Morning Thoughts – Oldinvestor

LNG is still lagging. No boats at port at Sabine Pass or Cameron. It would appear there is only a boat at Corpus Christi at the moment. shows each LNG export facility right from the home page. Sabine Pass and Cameron are still not taking any gas into their plants. Any day now they will start back up. I’m thinking prices will only grind higher once this happens. Momentum is still in favor of bulls though it has slowed.

That’s all I have for today as nothing much has changed for me. I am still considering making a change to my BOIL 50 strike covered put, but I have not made any changes yet. I’ve got other positions keeping that account in great shape and I could withstand some disappointment from BOIL. 90 strike covered puts for December expiration are prices well now at near $500. The hard to borrow interest rate would have to be like 40% to wipe out that gain in the next 15 weeks. So as long as BOIL stays below 90 by mid December…

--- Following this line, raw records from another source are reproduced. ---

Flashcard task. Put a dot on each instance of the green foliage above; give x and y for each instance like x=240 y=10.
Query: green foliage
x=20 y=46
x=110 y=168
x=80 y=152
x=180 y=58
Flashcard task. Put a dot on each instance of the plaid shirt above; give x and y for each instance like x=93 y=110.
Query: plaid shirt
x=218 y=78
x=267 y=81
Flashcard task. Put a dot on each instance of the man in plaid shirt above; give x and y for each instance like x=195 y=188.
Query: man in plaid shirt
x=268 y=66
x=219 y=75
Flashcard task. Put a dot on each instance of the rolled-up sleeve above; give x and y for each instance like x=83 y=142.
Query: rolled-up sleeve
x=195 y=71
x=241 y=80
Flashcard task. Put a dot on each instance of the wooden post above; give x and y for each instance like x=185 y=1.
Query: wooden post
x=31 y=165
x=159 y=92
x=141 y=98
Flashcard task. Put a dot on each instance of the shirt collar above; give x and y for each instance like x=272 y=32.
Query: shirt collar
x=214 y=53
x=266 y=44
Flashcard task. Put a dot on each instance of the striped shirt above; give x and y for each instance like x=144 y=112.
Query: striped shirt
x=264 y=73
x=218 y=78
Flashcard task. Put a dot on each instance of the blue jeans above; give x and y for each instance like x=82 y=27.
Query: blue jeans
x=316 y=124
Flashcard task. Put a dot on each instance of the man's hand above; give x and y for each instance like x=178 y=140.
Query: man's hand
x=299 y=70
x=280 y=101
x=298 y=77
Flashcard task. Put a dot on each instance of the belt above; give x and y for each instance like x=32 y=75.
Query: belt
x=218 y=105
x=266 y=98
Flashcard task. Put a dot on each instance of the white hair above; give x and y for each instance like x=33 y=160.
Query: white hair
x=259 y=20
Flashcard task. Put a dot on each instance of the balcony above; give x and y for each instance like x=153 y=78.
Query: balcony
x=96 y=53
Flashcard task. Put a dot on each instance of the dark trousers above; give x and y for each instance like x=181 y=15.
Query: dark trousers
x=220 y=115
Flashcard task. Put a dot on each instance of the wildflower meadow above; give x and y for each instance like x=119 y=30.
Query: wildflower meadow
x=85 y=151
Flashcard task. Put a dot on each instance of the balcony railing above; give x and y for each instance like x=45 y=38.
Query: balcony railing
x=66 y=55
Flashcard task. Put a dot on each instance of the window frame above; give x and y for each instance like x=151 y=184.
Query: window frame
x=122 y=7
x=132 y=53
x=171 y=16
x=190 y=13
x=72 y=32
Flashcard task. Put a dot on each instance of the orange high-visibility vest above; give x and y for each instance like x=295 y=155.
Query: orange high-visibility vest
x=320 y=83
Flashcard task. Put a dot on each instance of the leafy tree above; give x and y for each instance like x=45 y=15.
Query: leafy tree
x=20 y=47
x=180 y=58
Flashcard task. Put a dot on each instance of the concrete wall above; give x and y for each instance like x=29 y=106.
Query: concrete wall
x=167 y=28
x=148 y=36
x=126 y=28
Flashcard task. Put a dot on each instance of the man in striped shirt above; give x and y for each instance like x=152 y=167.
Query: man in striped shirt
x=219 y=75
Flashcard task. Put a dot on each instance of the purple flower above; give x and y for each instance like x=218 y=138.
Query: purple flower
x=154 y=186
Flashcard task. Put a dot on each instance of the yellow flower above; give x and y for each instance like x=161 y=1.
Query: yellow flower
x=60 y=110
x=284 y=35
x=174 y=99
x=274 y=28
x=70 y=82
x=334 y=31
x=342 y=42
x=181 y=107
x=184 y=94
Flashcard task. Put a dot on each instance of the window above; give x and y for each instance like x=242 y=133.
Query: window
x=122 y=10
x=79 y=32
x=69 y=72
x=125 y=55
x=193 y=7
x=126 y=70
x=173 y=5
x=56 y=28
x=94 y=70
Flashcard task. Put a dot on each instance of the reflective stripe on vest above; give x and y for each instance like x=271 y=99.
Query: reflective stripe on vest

UNL – still 50% invested with an average of $7.4

BOIL covered puts

Covered puts P/L as of market close 9/2/20

I’m starting to feel the pain now with BOIL. I really need to hold out for BOIL to roll into NGF21.

Seasonality of NGX/F

There is a lot of contango from November to January contract. More than normal. So even if the market moves a little higher, BOIL is going to lose a lot of bull ground when it rolls to January contral. That is, as long as November doesn’t skyrocket in the next few weeks. This could happen in a similar way as last year. I’m really only a bit nervous about 50 strike put in BOIL. Lets look at it this way. Storage will still be high when the next roll happens for BOIL, this should keep pricing a little more suppressed. It is the reason Oct is still down at $2.52/MMbtu. There’s still plenty of gas, so why should October contract get any help. That being said, there are still two months before November expires and LNG exports are about to ramp up.

One might argue that this is already priced in. I say it isn’t fully priced in. I think this market has been so complacent, and trend following, it goes higher when LNG gets closer to exporting record numbers again. So what options do I have with my 50 strike put? I think I’ll try to roll the strike up to the max of a 70 strike for 3/19/21 expiration and my max profit will still be $600. I will sacrifice $400 in max profit, but add $20/share ( or $2000) to my protection. I like this trade off. Now it is a matter of what kind of premium I can trade out for. I may not get close to the $600 potential for max gain, but I’ll be ok with that. I’m more interested in the protection at this point, and i can always roll back down if/when I feel the need. I’ll be looking to roll my 50 strike put to 70 this morning. Also this has shown 12/18/20 expiration and it has been 3/19/21 this whole time. My other to puts are 12/18/20.